Expressionisme

Expressionisme

Gedurende het begin van de twintigste eeuw pakt Europa door op technologische en wetenschappelijke innovaties van de voorafgaande decennia. De moderne tijd is aangebroken en kunstenaars willen deze nieuwe tijd vertalen naar hun creaties. In hun zoektocht naar de authentieke expressies vinden zij inspiratie in kindertekeningen en de beeldtaal van de primitieven. Zo werden de wetten en regels van de academie losgelaten en werd er meer naar het gevoel geschilderd.
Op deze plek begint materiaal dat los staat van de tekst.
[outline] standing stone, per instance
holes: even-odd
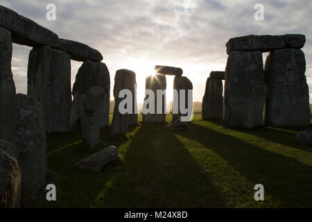
[[[222,80],[225,79],[225,71],[211,71],[209,77],[219,78]]]
[[[79,115],[83,129],[83,142],[88,147],[94,147],[100,142],[101,112],[104,89],[94,86],[81,96]]]
[[[16,158],[1,148],[0,145],[0,208],[19,207],[21,170]]]
[[[76,81],[73,85],[73,104],[71,107],[71,121],[73,128],[77,128],[80,125],[79,107],[82,94],[94,86],[98,86],[104,89],[103,97],[103,105],[101,111],[101,115],[98,120],[101,128],[109,125],[110,114],[110,72],[105,63],[85,60],[79,68]]]
[[[9,141],[12,139],[16,121],[16,93],[11,58],[11,33],[0,26],[0,139]]]
[[[225,69],[225,127],[263,126],[264,71],[260,51],[232,51]]]
[[[115,99],[115,105],[114,107],[114,114],[112,122],[112,133],[125,134],[130,125],[137,125],[137,114],[135,114],[135,106],[137,106],[137,95],[135,92],[135,73],[131,70],[119,69],[116,71],[114,85],[114,97]],[[119,112],[119,103],[123,101],[124,98],[119,98],[119,94],[122,89],[129,89],[132,96],[132,114],[121,114]],[[137,108],[135,108],[137,109]]]
[[[71,129],[71,59],[50,46],[35,47],[29,54],[27,94],[37,99],[48,133]]]
[[[270,53],[266,62],[265,123],[272,126],[310,125],[306,60],[300,49]]]
[[[186,116],[187,114],[182,114],[180,108],[180,90],[185,90],[185,108],[188,108],[189,104],[189,92],[188,89],[193,89],[193,84],[187,77],[185,76],[175,76],[173,80],[173,89],[176,89],[177,92],[177,94],[173,94],[173,107],[177,108],[177,113],[173,113],[172,121],[180,119],[181,116]],[[189,104],[189,105],[193,105],[193,101]]]
[[[222,80],[209,77],[202,98],[202,119],[222,119],[223,114],[223,85]]]
[[[166,94],[162,95],[161,98],[157,98],[157,89],[166,89],[166,76],[163,74],[155,74],[154,76],[149,76],[146,77],[145,88],[146,89],[151,89],[155,94],[155,110],[149,109],[153,113],[143,114],[142,119],[143,122],[145,123],[157,123],[157,122],[166,122]],[[148,99],[146,96],[144,99],[146,101]],[[162,104],[162,109],[161,114],[157,114],[157,101],[159,99]]]
[[[33,97],[17,94],[17,119],[14,144],[19,152],[21,192],[37,194],[46,185],[46,138],[40,103]]]
[[[19,160],[19,151],[10,142],[4,139],[0,139],[0,148],[8,153],[11,157],[15,157],[17,161]]]

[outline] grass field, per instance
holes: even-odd
[[[182,130],[144,124],[112,137],[105,129],[94,149],[83,146],[79,131],[49,135],[48,182],[56,185],[57,201],[24,197],[23,206],[312,207],[312,148],[293,142],[302,128],[230,130],[200,119],[194,114]],[[119,148],[114,165],[96,173],[73,168],[109,145]],[[259,183],[264,201],[254,199]]]

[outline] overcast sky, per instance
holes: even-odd
[[[55,21],[46,19],[49,3],[56,6]],[[254,18],[256,3],[264,6],[263,21]],[[225,68],[227,40],[250,34],[306,35],[303,51],[312,92],[311,0],[0,0],[0,4],[60,37],[98,50],[110,70],[111,99],[117,69],[137,73],[141,102],[146,76],[153,73],[154,65],[166,65],[184,70],[183,75],[193,83],[193,101],[201,101],[210,71]],[[17,92],[26,93],[31,49],[13,45],[12,70]],[[81,64],[71,61],[71,84]],[[167,77],[168,100],[172,99],[173,80],[173,76]]]

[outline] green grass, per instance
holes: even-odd
[[[144,124],[113,137],[105,129],[94,149],[83,146],[79,131],[49,135],[48,182],[56,185],[57,201],[44,194],[23,206],[312,207],[312,148],[293,142],[302,128],[231,130],[200,119],[195,114],[182,130]],[[94,173],[73,168],[109,145],[119,148],[114,165]],[[254,199],[259,183],[264,201]]]

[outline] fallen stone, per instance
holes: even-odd
[[[21,170],[17,160],[2,150],[1,145],[0,178],[0,208],[19,207]]]
[[[185,108],[188,108],[189,103],[191,105],[193,105],[193,101],[189,102],[189,92],[188,89],[193,89],[193,84],[191,80],[185,76],[175,76],[173,80],[173,89],[177,91],[177,95],[173,94],[173,108],[177,108],[177,113],[173,113],[172,114],[172,121],[175,121],[176,119],[180,119],[181,116],[187,116],[187,114],[182,114],[181,113],[181,110],[180,108],[180,93],[181,89],[185,90]],[[187,124],[187,122],[184,122],[185,124]]]
[[[164,65],[156,65],[155,70],[157,74],[164,75],[182,76],[183,70],[181,68],[167,67]]]
[[[94,86],[98,86],[104,89],[103,97],[103,106],[101,111],[102,114],[98,120],[100,126],[103,128],[109,125],[110,72],[105,63],[86,60],[79,68],[78,74],[76,76],[76,81],[73,85],[73,100],[71,114],[71,126],[73,128],[79,126],[79,97],[82,94],[86,94]]]
[[[202,98],[202,119],[222,119],[223,114],[223,85],[222,80],[213,77],[207,79]]]
[[[306,42],[306,36],[301,34],[286,34],[284,40],[287,48],[301,49]]]
[[[220,78],[222,80],[225,79],[225,71],[211,71],[210,72],[210,77]]]
[[[88,147],[94,147],[100,142],[101,112],[104,101],[104,89],[94,86],[81,96],[79,115],[83,129],[83,142]]]
[[[46,138],[44,113],[33,97],[17,94],[14,144],[19,152],[21,192],[37,194],[46,185]]]
[[[74,166],[89,172],[99,172],[117,158],[117,148],[110,146],[79,161]]]
[[[103,60],[102,55],[98,51],[85,44],[64,39],[60,39],[60,49],[68,53],[73,60]]]
[[[113,135],[125,134],[130,125],[138,124],[137,114],[135,114],[135,106],[137,105],[135,84],[136,79],[134,71],[128,69],[119,69],[116,71],[114,85],[115,105],[111,126]],[[119,112],[119,103],[124,99],[119,98],[119,92],[122,89],[129,89],[132,94],[132,114],[121,114]]]
[[[71,60],[69,55],[48,46],[29,54],[27,94],[41,104],[48,133],[71,130]]]
[[[265,123],[272,126],[310,125],[306,60],[300,49],[274,50],[265,65]]]
[[[296,135],[295,142],[298,144],[312,145],[312,131],[300,131]]]
[[[2,149],[3,151],[8,153],[11,157],[19,160],[19,153],[15,146],[10,142],[4,139],[0,139],[0,149]]]
[[[232,51],[225,76],[222,125],[241,128],[263,126],[265,89],[261,52]]]
[[[12,32],[14,43],[33,47],[48,45],[58,48],[60,46],[55,33],[2,6],[0,6],[0,26]]]
[[[142,113],[142,121],[144,123],[159,123],[159,122],[166,122],[166,100],[164,95],[162,96],[162,99],[157,99],[157,89],[166,89],[166,76],[162,74],[156,74],[154,76],[149,76],[146,77],[146,89],[151,89],[155,94],[155,109],[149,109],[150,112],[143,114]],[[144,101],[148,99],[146,96]],[[157,114],[157,101],[159,99],[162,101],[162,110],[161,114]]]
[[[12,38],[11,33],[1,26],[0,58],[0,139],[12,141],[16,121],[16,92],[11,71]]]

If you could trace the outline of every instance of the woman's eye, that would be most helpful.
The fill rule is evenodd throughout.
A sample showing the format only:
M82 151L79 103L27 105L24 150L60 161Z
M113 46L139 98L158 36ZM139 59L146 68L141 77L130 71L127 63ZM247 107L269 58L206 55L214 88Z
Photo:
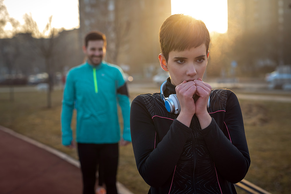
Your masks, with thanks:
M200 58L197 60L197 61L198 62L203 62L204 61L204 59L203 58Z
M178 63L182 63L184 62L184 61L183 59L180 59L176 61Z

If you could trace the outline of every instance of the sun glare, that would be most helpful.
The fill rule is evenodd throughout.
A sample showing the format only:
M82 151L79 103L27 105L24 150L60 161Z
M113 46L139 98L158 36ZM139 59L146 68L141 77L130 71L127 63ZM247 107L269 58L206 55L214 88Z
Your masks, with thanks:
M210 32L227 31L227 0L171 0L172 14L182 13L204 22Z
M52 26L70 29L79 26L78 0L4 0L4 4L10 17L23 24L23 16L31 13L41 31L45 29L51 15ZM8 29L11 28L8 26Z

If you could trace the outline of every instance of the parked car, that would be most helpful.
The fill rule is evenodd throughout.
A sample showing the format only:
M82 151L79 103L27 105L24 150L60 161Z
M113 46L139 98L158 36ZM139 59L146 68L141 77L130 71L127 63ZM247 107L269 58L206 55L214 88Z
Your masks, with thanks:
M161 85L170 76L169 73L166 72L158 74L152 77L152 81L158 85Z
M291 84L291 65L282 65L266 75L265 80L269 83L270 89L284 89Z
M28 83L31 85L36 85L40 83L47 83L48 77L48 74L46 73L31 75L28 76Z

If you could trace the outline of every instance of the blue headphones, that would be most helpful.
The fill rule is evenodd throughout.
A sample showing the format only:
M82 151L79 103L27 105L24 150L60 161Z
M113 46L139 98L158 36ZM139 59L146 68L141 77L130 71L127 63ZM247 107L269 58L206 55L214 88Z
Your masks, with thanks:
M165 97L164 94L164 91L166 89L166 81L161 86L161 98L165 102L165 106L168 112L170 113L177 114L180 113L181 111L181 107L179 103L179 101L175 94L170 94L169 97ZM207 103L207 108L209 107L210 104L210 97L208 99Z

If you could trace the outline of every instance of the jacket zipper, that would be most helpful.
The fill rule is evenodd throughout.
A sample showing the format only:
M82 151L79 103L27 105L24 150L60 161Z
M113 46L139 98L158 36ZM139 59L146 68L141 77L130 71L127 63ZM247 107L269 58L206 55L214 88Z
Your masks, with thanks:
M93 76L94 78L94 86L95 87L95 93L98 93L98 88L97 85L97 78L96 78L96 68L93 68Z
M195 169L196 168L196 154L195 152L195 136L194 134L192 131L191 132L191 135L192 136L192 140L193 143L193 146L192 148L193 149L193 161L194 162L194 167L193 170L193 180L192 181L192 186L194 189L194 193L196 193L196 188L195 186Z

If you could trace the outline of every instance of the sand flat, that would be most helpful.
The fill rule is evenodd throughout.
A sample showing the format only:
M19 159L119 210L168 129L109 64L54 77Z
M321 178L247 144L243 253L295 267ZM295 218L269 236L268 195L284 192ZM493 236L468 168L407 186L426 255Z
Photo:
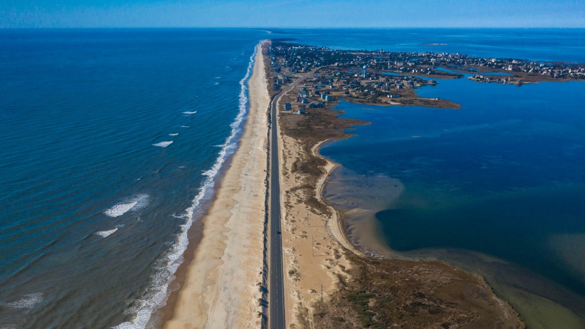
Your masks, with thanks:
M270 99L260 44L257 50L240 146L203 219L203 237L165 328L260 326Z

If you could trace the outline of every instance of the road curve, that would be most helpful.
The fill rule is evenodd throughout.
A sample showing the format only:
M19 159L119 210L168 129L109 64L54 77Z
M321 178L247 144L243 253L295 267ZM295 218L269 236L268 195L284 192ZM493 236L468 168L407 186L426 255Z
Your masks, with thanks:
M286 90L278 93L272 100L270 107L270 227L269 241L270 243L270 262L269 286L269 328L284 329L286 325L284 311L284 286L283 276L283 243L280 228L280 170L278 164L278 132L277 105L280 98L301 81L313 76L320 68L317 67L294 81Z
De manier waarop wij dingen waarnemen, en vooral hoe wij ze ons herinneren, zou gekleurd zijn door onze gevoelens ten opzicht van hetgeen we zien. Expressionisten gingen dit uitdiepen en de gevoelswereld uitdrukken door suggestie, gevoel en vrije associatie en niet door concrete, herkenbare vormen. Door vervorming van kleur, vorm en ruimte probeerde de kunstenaar zijn gevoelens uit te drukken. Ze passen felle kleuren en onrechtmatige composities toe, ze negeren ruimtelijkheid en menselijke figuren worden niet realistisch maar plat afgebeeld. Hierdoor krijgen ondenkbaar nieuwe vormen een kans. In Duitsland ontstonden er twee vertegenwoordigers van het expressionisme: Die Brücke en Der Blaue Reiter. Deze groepen hebben veel overeenkomsten in stijl maar alleen de laatste brengt een abstracte schilderstijl voort, die van de Wassily Kandinsky. Zijn werken verbeelden zijn ideeën over de emotionele kracht van vorm, lijn en kleur. Kandinsky was geïnteresseerd in de verbanden tussen klassieke muziek en kunst. Hij kon kleuren horen en deze vertalen naar een ritme op het doek.